文才焦黑的尸体!
那扭曲的、定格在无尽恐惧中的表情!空气中瀰漫的、令人作呕的皮肉焦糊味!
自己沾满鲜血的双手!同门的血,徒侄的血。。。冰冷粘稠,仿佛永远也洗不乾净!
最后,是义庄后院那冲天而起的、由自己亲手释放的、毁灭一切的炽白雷光!
那雷光里,不仅有石少坚的残魂,更有他自己。。。曾经对茅山、对道门、对“道”本身,所有的信仰与热忱!

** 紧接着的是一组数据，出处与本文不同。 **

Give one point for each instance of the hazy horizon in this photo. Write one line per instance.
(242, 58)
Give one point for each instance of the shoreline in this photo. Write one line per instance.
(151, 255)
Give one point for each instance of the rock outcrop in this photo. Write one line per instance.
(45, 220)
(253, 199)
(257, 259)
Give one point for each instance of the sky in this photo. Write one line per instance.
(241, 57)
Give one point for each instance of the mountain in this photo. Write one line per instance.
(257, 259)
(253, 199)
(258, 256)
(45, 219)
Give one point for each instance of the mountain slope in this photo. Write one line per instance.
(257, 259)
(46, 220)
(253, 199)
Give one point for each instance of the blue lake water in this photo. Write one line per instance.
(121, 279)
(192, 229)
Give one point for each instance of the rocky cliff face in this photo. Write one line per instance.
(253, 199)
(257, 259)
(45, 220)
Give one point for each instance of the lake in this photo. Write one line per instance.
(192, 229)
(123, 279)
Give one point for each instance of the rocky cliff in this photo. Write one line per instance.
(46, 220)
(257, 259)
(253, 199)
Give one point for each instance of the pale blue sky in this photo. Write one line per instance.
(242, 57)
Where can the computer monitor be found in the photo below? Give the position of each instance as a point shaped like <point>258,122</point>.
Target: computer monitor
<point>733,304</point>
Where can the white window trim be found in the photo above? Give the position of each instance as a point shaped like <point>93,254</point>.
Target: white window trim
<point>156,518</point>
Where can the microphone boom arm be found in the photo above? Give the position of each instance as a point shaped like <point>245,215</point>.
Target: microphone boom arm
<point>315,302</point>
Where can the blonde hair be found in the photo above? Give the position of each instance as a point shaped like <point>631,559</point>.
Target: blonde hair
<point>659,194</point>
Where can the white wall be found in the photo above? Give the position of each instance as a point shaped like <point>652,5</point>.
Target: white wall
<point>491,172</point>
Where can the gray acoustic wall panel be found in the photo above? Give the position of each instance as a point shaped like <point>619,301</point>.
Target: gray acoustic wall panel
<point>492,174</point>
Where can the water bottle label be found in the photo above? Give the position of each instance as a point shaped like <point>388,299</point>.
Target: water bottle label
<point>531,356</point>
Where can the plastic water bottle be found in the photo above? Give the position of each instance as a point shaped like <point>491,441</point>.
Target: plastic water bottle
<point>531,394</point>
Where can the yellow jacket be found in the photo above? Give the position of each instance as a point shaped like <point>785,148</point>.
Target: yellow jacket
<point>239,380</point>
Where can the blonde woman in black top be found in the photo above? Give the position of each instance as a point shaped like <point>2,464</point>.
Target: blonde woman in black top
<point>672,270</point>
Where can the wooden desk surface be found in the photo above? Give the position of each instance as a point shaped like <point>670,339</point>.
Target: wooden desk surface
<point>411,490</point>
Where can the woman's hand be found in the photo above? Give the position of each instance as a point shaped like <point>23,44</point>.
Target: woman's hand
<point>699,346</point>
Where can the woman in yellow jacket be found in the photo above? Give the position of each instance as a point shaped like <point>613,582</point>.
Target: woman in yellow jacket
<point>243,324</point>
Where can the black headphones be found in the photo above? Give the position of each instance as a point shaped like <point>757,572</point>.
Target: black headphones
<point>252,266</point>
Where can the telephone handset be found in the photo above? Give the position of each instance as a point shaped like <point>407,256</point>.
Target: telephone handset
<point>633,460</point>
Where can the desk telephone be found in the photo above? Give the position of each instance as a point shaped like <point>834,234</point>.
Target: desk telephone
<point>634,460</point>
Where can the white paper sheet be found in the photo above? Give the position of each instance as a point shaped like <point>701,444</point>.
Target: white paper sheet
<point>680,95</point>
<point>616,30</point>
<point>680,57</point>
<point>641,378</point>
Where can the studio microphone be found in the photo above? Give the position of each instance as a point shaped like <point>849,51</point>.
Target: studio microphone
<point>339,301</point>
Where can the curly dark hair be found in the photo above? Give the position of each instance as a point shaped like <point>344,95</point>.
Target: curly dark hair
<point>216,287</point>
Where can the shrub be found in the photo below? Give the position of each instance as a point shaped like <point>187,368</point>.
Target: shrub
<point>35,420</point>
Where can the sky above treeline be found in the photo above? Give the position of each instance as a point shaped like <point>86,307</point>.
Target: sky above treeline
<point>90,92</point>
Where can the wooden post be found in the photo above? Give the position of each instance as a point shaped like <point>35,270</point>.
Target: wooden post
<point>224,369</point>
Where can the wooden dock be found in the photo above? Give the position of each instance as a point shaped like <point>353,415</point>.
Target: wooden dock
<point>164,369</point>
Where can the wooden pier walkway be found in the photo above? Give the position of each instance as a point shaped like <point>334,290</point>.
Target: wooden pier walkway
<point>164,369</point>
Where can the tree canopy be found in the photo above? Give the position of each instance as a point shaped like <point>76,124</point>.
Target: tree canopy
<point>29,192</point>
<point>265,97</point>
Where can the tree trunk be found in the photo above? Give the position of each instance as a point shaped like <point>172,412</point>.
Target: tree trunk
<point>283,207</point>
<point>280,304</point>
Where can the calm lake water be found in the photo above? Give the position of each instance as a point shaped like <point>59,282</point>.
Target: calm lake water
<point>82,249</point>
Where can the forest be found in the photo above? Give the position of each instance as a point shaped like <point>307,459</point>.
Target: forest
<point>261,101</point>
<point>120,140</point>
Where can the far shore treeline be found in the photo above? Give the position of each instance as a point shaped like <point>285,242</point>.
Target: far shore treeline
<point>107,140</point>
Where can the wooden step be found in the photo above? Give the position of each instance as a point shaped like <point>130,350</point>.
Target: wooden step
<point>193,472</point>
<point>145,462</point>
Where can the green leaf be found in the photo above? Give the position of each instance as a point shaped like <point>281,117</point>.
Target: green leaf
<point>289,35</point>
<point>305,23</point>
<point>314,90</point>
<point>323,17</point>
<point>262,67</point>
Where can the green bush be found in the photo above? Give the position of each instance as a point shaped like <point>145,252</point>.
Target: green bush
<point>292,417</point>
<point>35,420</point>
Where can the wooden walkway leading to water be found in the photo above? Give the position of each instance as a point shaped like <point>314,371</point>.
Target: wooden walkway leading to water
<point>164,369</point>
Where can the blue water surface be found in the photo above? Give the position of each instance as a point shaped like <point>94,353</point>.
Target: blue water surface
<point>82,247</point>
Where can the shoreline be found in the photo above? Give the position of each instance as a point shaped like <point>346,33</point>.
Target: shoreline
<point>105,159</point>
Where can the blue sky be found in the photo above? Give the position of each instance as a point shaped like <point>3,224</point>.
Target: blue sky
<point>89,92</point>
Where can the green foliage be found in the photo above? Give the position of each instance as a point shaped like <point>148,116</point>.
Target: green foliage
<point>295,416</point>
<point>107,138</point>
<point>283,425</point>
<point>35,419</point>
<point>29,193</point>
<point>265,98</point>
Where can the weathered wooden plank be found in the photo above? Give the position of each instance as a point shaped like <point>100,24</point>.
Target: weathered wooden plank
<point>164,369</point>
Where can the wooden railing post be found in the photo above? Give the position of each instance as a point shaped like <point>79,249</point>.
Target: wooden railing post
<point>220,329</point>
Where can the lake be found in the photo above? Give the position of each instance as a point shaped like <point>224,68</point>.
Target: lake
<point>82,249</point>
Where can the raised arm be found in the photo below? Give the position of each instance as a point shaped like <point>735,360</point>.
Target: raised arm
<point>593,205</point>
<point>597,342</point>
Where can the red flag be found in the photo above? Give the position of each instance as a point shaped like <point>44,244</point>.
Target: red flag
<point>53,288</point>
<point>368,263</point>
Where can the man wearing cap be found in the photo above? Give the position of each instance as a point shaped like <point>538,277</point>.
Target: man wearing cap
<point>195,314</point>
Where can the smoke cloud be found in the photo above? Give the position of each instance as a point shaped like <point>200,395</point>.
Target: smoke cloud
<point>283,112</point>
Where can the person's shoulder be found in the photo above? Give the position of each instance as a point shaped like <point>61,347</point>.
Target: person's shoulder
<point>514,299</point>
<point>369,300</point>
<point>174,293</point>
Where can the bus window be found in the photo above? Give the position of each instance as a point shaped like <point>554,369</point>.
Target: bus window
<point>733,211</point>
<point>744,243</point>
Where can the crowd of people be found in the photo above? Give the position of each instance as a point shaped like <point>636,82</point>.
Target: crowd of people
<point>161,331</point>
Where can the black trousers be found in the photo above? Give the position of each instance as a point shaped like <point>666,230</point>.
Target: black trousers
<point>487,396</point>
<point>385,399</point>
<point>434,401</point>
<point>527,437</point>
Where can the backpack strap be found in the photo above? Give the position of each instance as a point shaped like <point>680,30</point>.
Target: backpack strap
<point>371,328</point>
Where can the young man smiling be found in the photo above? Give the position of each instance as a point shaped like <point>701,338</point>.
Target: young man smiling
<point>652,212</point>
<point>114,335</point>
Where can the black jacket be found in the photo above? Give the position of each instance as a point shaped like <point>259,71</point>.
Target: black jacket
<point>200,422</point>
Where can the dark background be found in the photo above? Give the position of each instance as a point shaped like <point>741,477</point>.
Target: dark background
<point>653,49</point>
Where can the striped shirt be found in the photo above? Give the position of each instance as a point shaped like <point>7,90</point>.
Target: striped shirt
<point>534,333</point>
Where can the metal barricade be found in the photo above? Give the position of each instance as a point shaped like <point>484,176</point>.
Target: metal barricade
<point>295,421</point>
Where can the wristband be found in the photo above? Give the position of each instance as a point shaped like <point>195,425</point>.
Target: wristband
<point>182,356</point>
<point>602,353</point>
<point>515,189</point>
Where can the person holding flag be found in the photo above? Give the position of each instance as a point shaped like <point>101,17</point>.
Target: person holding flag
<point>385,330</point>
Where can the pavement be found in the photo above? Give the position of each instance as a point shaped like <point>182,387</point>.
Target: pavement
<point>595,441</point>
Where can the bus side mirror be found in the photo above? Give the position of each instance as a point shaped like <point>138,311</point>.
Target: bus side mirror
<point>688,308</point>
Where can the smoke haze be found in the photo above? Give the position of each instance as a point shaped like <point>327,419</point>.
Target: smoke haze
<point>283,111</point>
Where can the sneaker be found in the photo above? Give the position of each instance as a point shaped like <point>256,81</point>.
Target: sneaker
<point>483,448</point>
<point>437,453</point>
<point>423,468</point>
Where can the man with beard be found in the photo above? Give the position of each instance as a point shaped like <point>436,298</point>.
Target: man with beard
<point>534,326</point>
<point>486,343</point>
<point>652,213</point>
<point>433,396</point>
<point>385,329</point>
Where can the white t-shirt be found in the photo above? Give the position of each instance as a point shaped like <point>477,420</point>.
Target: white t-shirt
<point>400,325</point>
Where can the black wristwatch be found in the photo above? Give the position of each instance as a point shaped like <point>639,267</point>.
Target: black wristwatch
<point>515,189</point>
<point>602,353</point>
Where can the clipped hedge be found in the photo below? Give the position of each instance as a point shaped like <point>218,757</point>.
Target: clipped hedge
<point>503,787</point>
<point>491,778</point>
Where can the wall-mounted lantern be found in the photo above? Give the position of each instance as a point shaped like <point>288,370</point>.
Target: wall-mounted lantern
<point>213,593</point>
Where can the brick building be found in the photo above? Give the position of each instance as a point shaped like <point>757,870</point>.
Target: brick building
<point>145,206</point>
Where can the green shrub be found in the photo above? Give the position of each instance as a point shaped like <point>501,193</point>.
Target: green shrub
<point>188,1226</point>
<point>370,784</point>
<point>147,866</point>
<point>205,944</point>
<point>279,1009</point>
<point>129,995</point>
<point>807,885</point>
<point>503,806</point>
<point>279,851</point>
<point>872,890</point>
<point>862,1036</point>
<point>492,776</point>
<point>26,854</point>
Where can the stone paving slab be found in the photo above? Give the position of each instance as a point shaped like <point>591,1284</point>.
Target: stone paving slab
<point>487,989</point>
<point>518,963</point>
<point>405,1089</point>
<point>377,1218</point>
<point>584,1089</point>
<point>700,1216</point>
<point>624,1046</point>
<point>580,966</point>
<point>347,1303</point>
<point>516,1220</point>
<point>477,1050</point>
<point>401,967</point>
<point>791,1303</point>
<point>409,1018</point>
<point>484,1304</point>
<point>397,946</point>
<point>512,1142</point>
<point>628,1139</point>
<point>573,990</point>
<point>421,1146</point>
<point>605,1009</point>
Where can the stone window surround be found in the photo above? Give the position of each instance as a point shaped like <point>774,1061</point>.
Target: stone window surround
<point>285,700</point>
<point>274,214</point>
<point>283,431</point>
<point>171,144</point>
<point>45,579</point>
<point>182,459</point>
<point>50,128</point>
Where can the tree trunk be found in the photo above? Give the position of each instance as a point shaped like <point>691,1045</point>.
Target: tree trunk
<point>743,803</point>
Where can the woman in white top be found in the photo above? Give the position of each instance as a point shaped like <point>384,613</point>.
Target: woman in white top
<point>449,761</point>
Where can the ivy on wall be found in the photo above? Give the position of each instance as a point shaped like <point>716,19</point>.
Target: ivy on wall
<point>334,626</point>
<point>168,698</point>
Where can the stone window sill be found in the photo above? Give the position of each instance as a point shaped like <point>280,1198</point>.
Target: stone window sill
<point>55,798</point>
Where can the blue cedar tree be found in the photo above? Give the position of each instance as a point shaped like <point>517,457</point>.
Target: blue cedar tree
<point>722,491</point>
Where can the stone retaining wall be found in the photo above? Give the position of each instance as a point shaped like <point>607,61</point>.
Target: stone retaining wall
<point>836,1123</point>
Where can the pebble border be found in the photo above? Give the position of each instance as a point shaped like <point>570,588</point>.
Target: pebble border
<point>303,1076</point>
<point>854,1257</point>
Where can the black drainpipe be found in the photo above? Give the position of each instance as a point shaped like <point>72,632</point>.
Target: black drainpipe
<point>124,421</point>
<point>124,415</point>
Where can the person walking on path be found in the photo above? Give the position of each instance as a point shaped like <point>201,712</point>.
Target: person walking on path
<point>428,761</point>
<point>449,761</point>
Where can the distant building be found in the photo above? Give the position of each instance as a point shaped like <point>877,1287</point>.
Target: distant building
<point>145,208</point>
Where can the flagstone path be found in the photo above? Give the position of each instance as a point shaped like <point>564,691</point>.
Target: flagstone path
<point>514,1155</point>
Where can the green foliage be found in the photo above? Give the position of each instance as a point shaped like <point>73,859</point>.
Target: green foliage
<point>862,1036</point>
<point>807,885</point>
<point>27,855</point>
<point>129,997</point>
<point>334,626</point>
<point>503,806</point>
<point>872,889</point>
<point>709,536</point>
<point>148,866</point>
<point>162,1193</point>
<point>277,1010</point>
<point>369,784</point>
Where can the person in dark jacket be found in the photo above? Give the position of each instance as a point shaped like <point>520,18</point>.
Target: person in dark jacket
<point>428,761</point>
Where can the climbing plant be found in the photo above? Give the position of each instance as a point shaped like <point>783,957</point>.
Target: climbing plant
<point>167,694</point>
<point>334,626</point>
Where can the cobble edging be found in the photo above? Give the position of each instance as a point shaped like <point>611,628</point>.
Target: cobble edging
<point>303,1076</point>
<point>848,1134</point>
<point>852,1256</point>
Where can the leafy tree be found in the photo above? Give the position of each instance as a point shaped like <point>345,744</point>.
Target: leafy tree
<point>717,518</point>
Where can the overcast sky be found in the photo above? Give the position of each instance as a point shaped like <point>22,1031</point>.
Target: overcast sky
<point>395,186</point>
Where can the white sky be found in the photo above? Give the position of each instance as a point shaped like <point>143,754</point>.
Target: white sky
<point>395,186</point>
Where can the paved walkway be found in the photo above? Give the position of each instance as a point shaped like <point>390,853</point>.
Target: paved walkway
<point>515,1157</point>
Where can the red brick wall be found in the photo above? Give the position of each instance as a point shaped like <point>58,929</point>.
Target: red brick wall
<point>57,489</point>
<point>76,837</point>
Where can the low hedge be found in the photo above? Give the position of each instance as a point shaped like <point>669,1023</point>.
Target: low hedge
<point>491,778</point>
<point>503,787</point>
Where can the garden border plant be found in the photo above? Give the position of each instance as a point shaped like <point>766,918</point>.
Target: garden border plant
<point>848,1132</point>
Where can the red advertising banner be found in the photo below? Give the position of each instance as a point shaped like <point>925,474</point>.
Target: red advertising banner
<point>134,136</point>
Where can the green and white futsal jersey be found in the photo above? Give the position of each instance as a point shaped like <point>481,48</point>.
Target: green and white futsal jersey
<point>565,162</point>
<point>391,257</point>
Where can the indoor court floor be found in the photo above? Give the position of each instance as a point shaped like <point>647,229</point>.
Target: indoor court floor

“呃。。。!”一声压抑到极致的、如同受伤野兽般的闷哼从喉咙深处挤出。
石坚的身体剧烈地颤抖起来,不是因为恐惧,而是因为那几乎要衝破胸膛、將他彻底撕裂的剧烈痛楚!
他猛地伸出右手,狠狠抓向身旁冰冷的灶台边缘!
滋啦——!
五指如鉤!指尖触及那坚硬油腻的灶台表面时,没有声音,但五道细如髮丝、却亮得刺眼的炽白电弧骤然从他指尖迸发!如同失控的毒蛇!
嗤!嗤!嗤!嗤!嗤!
五道深达寸许、边缘光滑如同琉璃融化后重新凝结的焦黑指痕,瞬间烙印在坚硬的青石灶台上!
失控的雷霆之力反噬,顺著手臂经脉倒冲而上!
石坚整条右臂瞬间麻痹,衣袖下的皮肤泛起不正常的暗红,细密的血珠从毛孔中渗出,又被残余的电流瞬间灼干,留下一片片细小的焦痕。
剧痛如同钢针,狠狠扎进他的身体!
片刻之后。
颤抖停止了。
他缓缓抽回手,看著石灶上那五个触目惊心的焦黑指洞,又低头看了看自己微微痉挛、布满细微焦痕和血渍的右手。
玄黑的袖口垂落,遮住了这份自残的痕跡。
他脸上最后一丝波澜也彻底消失,恢復了那种万载寒冰般的漠然。
比之前更冷,更硬,更。。。死寂。
石坚从小便在茅山长大,他自认为,自己从来没有做错什么,可是,就因为师父对林凤娇的偏爱,就因为林凤娇对弟子的纵容,使得石坚落到这步田地。。。。。。。
“唉。。。。。。”
石坚长嘆一口气。
心中的悲伤和痛苦,宛若附骨之蛆。
张玄清说:
茅山负你,道门不负你。
可是,对於石坚来说:
茅山,令他大失所望。
道门,亦是如此!
。。。。。。。。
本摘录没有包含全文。